CCS qualification does not need to be repeated for every product. However, CCIT can be part of the stability program for any drug product. Each manufacturer needs to justify and define CCIT methods and time points for stability testing, whether on validation or registration/commitment batches. Time zero and end-of-shelf-life testing may be extended with annual interim time points (9). Although pCCI can replace sterility testing in stability studies at time points other than release for the US (as per FDA guidance), sterility testing maintains a mandatory requirement for many non-US markets and countries at least at the end of shelf life. Yet, it should be well-understood that an acceptable CCIT assessment cannot be achieved by sterility testing alone because it does not challenge the CCS.

Further considerations include the assessment of the impact that transportation can have on the product, whether it is from breakage or stopper movement that could cause a sterility breach. CCIT is required as part of the transport validation in regulatory submissions for several countries such as Australia, Canada, and the US. Specific considerations should be addressed for products that require refrigerated or frozen storage and shipping conditions. In such cases, special attention is required to appropriately select the type of materials for the product packaging, including consideration of glass transition temperatures for plastic and rubber components (15). There should be documented assurance that the CCS integrity is not compromised by transportation or in the case of intended storage at extreme temperatures (e.g., below 0 °C or above 25 °C). CCI could also be assessed at excursions outside of intended storage temperatures. Industry continues to study these situations and evaluate foreseeable conditions using new applications of technology to assess any compromise to CCI and seal quality (17, 22, 23, 28⇓⇓⇓–32).

In the case where a 100% CCIT strategy is implemented in manufacturing operations, a non-destructive method is required. In such instances the acceptance criteria may need to be appropriately adapted to achieve a realistic throughput and to minimize rejection of false positives (i.e., mistakenly rejected as leaking). When the CCS is suitably qualified and the closuring process is validated, defects that occur during well-controlled routine manufacturing process are expected not to occur or to be larger than the microdefects accounted for during qualification. This justifies reducing sensitivity at the line. Yet, this justified sensitivity for 100% CCIT inspection raises doubt of its application because it will not improve product quality or safety sufficiently to justify its costs and maintenance. Instead of performing a 100% CCIT of each batch, a well-controlled and validated manufacturing process (holistic approach) (28) may even be a preferred approach.

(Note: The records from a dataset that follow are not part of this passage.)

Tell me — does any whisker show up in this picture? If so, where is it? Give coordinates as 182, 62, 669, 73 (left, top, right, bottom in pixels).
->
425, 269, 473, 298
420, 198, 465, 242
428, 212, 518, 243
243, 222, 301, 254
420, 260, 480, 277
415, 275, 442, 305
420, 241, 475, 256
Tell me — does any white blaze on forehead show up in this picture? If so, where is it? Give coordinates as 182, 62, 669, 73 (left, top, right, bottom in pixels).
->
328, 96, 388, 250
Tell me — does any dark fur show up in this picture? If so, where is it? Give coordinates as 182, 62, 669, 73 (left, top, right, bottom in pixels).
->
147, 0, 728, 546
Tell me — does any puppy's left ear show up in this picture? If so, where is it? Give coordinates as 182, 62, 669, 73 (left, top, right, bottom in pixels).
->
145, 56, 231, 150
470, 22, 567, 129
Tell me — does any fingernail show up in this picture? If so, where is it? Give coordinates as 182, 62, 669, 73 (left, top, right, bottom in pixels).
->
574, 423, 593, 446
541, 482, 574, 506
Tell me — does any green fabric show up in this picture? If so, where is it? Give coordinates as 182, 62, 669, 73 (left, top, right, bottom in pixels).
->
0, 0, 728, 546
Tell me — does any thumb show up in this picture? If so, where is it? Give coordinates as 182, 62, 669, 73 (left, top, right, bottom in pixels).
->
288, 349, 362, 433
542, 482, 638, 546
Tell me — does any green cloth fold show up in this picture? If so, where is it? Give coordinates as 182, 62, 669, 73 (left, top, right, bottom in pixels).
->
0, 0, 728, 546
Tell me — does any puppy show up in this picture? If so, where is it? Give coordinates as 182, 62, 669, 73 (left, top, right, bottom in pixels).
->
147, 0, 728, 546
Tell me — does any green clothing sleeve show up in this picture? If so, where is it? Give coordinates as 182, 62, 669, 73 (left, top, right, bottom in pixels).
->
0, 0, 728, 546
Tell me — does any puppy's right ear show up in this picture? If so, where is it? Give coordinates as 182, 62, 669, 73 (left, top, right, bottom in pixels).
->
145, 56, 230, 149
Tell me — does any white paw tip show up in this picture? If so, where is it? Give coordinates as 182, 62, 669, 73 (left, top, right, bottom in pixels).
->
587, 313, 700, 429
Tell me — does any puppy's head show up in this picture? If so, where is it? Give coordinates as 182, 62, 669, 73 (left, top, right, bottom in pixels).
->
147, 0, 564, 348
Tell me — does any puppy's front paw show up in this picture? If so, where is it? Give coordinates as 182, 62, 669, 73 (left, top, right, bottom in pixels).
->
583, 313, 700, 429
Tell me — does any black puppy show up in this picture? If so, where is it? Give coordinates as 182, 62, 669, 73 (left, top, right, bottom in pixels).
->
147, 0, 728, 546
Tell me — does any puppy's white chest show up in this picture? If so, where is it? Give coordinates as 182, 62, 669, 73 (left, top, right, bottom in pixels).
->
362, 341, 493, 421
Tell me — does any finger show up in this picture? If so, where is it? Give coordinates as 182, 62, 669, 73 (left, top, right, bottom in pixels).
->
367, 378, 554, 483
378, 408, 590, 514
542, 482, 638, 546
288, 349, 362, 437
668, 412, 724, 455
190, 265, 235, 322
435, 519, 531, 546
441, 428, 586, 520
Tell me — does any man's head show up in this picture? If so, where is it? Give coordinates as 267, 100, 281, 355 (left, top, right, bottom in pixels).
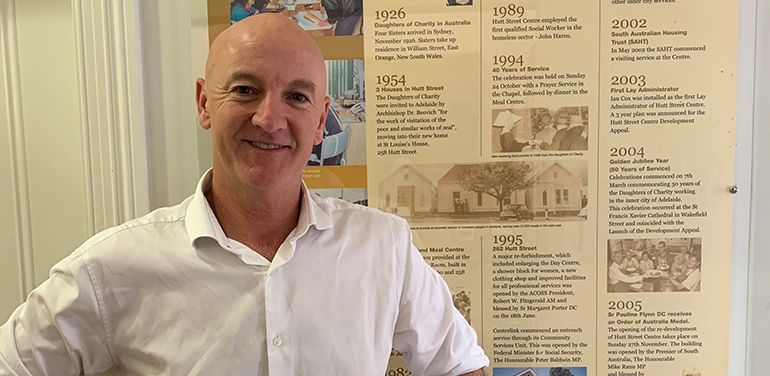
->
196, 14, 329, 190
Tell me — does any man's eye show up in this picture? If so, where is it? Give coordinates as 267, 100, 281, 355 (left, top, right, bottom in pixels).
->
233, 86, 254, 95
291, 93, 307, 102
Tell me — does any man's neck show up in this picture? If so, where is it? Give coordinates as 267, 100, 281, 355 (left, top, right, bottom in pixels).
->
206, 170, 302, 262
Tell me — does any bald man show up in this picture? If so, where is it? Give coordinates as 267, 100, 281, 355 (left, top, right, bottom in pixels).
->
0, 15, 489, 376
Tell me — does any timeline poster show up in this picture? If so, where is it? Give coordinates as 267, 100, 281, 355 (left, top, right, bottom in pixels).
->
363, 0, 738, 376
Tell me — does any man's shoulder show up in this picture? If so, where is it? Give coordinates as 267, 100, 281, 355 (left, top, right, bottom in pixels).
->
313, 195, 409, 228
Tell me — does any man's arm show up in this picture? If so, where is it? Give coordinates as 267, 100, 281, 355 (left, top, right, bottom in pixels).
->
0, 252, 113, 376
393, 219, 489, 376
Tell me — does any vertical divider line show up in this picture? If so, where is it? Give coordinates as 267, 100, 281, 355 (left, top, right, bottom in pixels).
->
0, 0, 35, 294
479, 236, 485, 345
477, 0, 484, 158
594, 0, 604, 375
72, 0, 96, 237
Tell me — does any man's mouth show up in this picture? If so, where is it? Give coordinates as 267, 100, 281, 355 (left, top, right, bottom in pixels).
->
246, 141, 286, 150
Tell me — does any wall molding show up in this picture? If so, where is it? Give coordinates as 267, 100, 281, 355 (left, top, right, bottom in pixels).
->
72, 0, 150, 234
0, 0, 35, 301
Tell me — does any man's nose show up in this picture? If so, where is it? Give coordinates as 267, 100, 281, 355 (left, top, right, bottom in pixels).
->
251, 94, 287, 133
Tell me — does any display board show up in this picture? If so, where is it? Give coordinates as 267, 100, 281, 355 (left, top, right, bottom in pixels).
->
209, 0, 738, 376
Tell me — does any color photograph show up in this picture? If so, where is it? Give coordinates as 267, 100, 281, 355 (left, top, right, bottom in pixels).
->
230, 0, 363, 37
492, 367, 586, 376
307, 60, 366, 166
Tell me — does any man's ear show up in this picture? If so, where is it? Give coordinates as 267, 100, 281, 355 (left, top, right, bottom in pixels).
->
313, 95, 330, 145
195, 78, 211, 129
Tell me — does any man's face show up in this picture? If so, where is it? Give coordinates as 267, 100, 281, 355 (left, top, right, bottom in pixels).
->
199, 27, 329, 191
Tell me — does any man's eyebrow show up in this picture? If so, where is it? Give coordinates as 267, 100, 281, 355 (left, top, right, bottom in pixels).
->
224, 72, 262, 87
289, 79, 316, 93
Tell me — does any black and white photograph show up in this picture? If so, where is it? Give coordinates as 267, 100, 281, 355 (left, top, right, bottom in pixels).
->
307, 60, 366, 166
492, 106, 588, 153
377, 160, 588, 223
607, 238, 701, 292
230, 0, 364, 37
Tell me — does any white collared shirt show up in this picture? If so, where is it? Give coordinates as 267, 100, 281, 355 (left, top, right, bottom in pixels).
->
0, 172, 489, 376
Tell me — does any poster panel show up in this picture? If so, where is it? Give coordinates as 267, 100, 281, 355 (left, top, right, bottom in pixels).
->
209, 0, 738, 376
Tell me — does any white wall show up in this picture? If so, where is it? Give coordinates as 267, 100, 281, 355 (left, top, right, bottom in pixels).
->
0, 0, 770, 376
0, 0, 88, 321
0, 0, 210, 322
746, 0, 770, 375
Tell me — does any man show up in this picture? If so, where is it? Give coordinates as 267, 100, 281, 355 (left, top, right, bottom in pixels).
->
559, 115, 588, 151
0, 15, 488, 375
540, 114, 569, 150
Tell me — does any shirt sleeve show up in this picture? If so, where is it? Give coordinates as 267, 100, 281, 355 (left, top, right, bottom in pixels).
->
393, 220, 489, 376
0, 252, 113, 376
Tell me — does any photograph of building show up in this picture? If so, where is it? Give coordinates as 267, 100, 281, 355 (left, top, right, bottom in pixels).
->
377, 161, 588, 221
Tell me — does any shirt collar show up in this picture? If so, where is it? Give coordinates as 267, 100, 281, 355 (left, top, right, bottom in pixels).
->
185, 169, 332, 249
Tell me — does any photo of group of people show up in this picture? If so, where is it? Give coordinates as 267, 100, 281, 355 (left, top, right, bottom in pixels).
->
492, 106, 588, 153
377, 161, 588, 223
607, 238, 701, 292
492, 367, 586, 376
307, 60, 366, 166
230, 0, 363, 36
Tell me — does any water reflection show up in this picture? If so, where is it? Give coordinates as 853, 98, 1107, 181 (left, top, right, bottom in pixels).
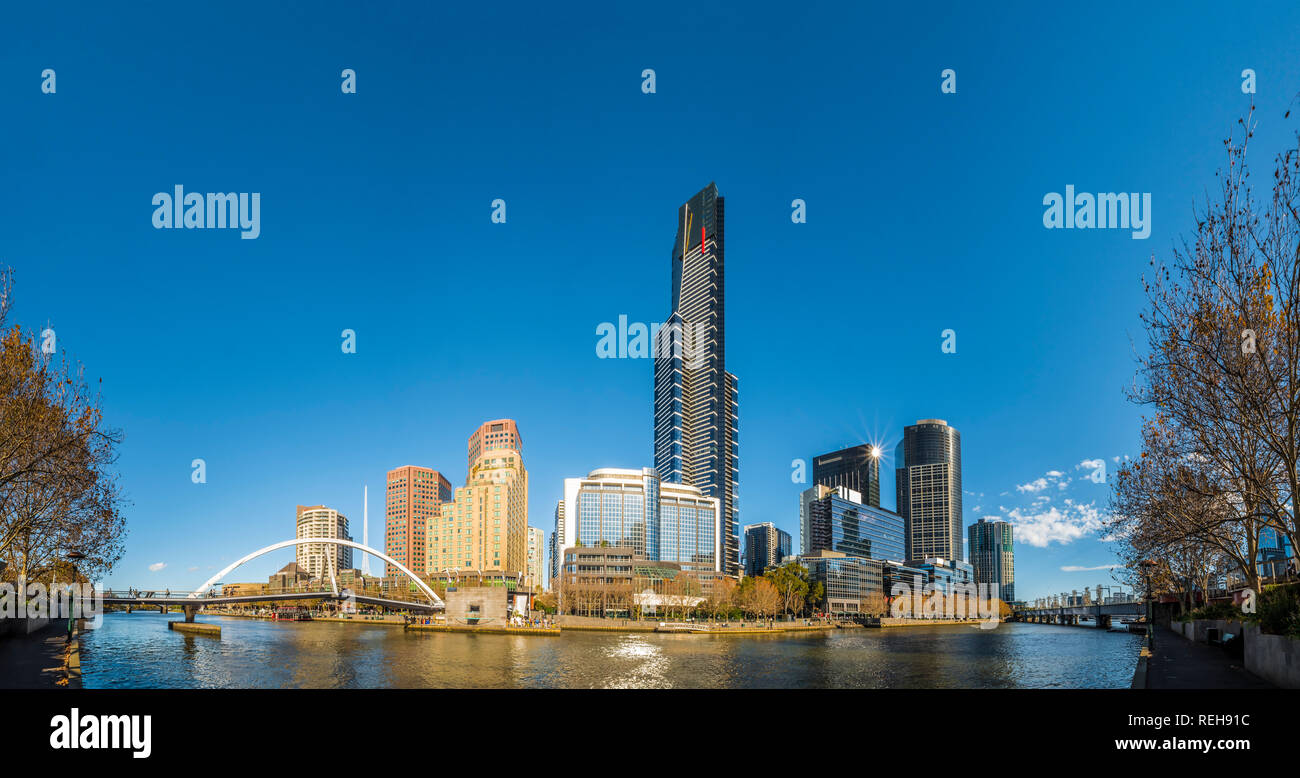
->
82, 613, 1141, 688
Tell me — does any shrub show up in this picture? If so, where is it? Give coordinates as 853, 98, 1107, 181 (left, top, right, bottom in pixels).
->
1191, 602, 1245, 621
1255, 584, 1300, 637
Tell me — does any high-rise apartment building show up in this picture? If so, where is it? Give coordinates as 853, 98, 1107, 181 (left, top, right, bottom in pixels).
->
465, 419, 524, 472
654, 183, 741, 575
966, 519, 1015, 602
295, 505, 352, 579
813, 444, 880, 507
547, 500, 564, 583
894, 419, 966, 561
524, 527, 546, 591
745, 522, 790, 576
556, 467, 724, 571
428, 429, 529, 579
384, 464, 451, 578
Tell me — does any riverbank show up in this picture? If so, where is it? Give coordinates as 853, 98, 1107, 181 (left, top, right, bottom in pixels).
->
406, 624, 562, 636
0, 619, 82, 688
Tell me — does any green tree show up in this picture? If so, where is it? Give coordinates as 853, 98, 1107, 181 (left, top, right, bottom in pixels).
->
763, 562, 809, 617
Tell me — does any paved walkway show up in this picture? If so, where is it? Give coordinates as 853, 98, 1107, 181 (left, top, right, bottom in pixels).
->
0, 621, 68, 688
1147, 627, 1273, 688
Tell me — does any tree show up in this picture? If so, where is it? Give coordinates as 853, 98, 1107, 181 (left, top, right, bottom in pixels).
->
763, 562, 809, 615
0, 271, 125, 580
1109, 107, 1300, 598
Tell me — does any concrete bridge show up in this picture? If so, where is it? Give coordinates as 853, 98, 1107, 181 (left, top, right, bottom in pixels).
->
1011, 600, 1147, 630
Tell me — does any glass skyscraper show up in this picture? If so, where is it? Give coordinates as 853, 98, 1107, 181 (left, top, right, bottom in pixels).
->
745, 522, 790, 576
654, 183, 741, 575
894, 419, 965, 561
800, 484, 904, 561
556, 467, 723, 571
813, 444, 880, 507
966, 519, 1015, 602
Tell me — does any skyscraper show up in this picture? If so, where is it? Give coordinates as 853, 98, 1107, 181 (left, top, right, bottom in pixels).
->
295, 505, 352, 578
546, 500, 564, 588
384, 464, 451, 576
654, 183, 740, 575
745, 522, 790, 576
813, 444, 880, 507
966, 519, 1015, 602
428, 442, 528, 580
465, 419, 524, 472
524, 527, 547, 592
894, 419, 965, 561
800, 484, 904, 561
556, 467, 723, 572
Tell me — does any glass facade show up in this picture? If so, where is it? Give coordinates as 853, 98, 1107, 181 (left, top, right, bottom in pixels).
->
813, 444, 880, 507
800, 556, 885, 614
966, 519, 1015, 602
654, 183, 740, 575
556, 468, 720, 570
805, 487, 904, 559
894, 419, 966, 559
745, 522, 790, 576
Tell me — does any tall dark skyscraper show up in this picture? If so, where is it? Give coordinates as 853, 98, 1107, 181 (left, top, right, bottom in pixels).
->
654, 183, 741, 575
967, 519, 1015, 602
813, 444, 880, 507
894, 419, 966, 561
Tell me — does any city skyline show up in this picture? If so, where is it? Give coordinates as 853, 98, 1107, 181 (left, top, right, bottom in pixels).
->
10, 5, 1300, 598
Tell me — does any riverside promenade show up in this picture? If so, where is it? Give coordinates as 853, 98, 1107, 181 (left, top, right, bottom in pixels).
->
1145, 626, 1274, 690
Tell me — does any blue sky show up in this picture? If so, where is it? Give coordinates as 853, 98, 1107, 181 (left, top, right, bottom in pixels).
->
0, 3, 1300, 597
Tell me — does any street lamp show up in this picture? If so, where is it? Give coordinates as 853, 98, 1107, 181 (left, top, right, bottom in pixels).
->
64, 552, 86, 643
1138, 559, 1156, 651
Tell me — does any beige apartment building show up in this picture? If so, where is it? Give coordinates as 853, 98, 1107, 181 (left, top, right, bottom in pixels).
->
382, 464, 451, 578
295, 505, 352, 578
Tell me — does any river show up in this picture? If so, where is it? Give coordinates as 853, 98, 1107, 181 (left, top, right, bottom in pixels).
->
82, 611, 1141, 688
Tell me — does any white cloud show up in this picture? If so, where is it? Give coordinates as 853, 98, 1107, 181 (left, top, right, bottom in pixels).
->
1015, 479, 1048, 494
1006, 500, 1104, 548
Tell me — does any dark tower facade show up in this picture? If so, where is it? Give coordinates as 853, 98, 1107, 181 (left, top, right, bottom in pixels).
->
654, 183, 741, 575
813, 444, 880, 507
894, 419, 965, 561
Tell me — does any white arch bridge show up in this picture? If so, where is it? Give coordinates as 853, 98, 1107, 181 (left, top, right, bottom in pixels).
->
104, 537, 445, 622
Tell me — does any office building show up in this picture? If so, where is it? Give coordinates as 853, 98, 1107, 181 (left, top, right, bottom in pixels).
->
966, 519, 1015, 602
524, 527, 547, 591
745, 522, 790, 576
556, 467, 724, 571
384, 464, 451, 578
654, 183, 741, 576
800, 484, 904, 561
800, 550, 888, 615
465, 419, 524, 472
295, 505, 352, 579
813, 444, 880, 507
428, 439, 529, 578
547, 500, 564, 585
894, 419, 966, 559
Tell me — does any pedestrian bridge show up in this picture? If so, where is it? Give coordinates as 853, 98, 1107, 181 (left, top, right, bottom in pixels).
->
96, 537, 446, 622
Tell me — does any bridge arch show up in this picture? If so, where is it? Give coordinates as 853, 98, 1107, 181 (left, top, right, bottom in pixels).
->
190, 537, 446, 608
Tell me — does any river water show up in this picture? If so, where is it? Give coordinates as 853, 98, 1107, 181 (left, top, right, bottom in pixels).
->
82, 611, 1141, 688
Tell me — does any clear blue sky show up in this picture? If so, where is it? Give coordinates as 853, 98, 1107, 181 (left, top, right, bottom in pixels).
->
0, 3, 1300, 597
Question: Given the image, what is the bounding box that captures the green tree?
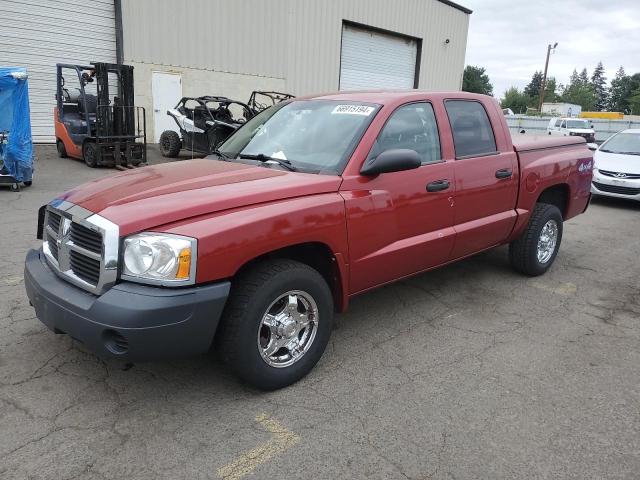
[607,66,631,112]
[591,62,609,112]
[462,65,493,95]
[500,87,531,113]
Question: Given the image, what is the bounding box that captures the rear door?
[340,102,454,294]
[445,99,518,259]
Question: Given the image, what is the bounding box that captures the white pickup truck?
[547,117,598,150]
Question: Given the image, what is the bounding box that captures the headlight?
[122,233,197,285]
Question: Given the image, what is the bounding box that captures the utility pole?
[538,42,558,113]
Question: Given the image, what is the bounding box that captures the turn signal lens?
[176,248,191,280]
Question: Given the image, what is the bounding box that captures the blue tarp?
[0,67,33,182]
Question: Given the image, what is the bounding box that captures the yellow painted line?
[217,413,300,480]
[531,282,578,297]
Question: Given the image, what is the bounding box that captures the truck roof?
[296,90,495,105]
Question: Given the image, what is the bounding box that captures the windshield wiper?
[238,153,297,172]
[211,150,232,160]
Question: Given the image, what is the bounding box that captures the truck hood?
[61,159,342,235]
[593,150,640,175]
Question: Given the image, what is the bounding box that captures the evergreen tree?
[501,87,531,113]
[608,66,631,113]
[561,68,596,111]
[524,71,542,98]
[591,62,609,112]
[578,67,589,85]
[462,65,493,95]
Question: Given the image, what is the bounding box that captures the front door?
[445,100,519,259]
[151,72,182,143]
[340,102,455,294]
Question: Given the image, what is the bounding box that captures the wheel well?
[538,183,569,218]
[236,242,343,311]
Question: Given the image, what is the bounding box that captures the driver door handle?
[427,180,449,192]
[496,168,513,179]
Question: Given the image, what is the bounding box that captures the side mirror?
[360,148,422,176]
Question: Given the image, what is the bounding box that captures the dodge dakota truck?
[25,90,593,389]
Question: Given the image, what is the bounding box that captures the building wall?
[122,0,469,138]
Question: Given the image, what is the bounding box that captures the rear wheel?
[509,203,562,276]
[82,142,98,168]
[56,139,67,158]
[216,259,333,390]
[160,130,182,158]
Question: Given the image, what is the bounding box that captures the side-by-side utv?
[54,62,147,169]
[159,96,255,157]
[160,90,293,157]
[247,90,294,114]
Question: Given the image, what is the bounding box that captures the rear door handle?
[496,168,513,178]
[427,180,449,192]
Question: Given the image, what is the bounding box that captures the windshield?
[600,133,640,155]
[567,120,591,128]
[219,100,379,173]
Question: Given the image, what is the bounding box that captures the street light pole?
[538,42,558,113]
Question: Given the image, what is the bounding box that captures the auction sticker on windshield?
[331,105,375,117]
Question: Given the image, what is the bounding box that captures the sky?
[458,0,640,97]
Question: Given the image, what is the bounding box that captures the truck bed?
[511,135,585,152]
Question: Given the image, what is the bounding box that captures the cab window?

Other controls, which are generally performed for parenteral products, such as 100% visual inspection and acceptable quality level (AQL) sampling, aim to further aid in the detection of critical CCI defects ranging from cracks to crimping, stoppering, or other assembly-related defects (16). However, some defects may not easily be detectable during visual inspection, for example those under the crimp cap, yet still be difficult to detect in a 100% online process. Therefore, each manufacturer should be left to define and justify their CCIT program and to what extent and frequency it is based.

Conflict of Interest Declaration

The authors declare that they have no competing interests.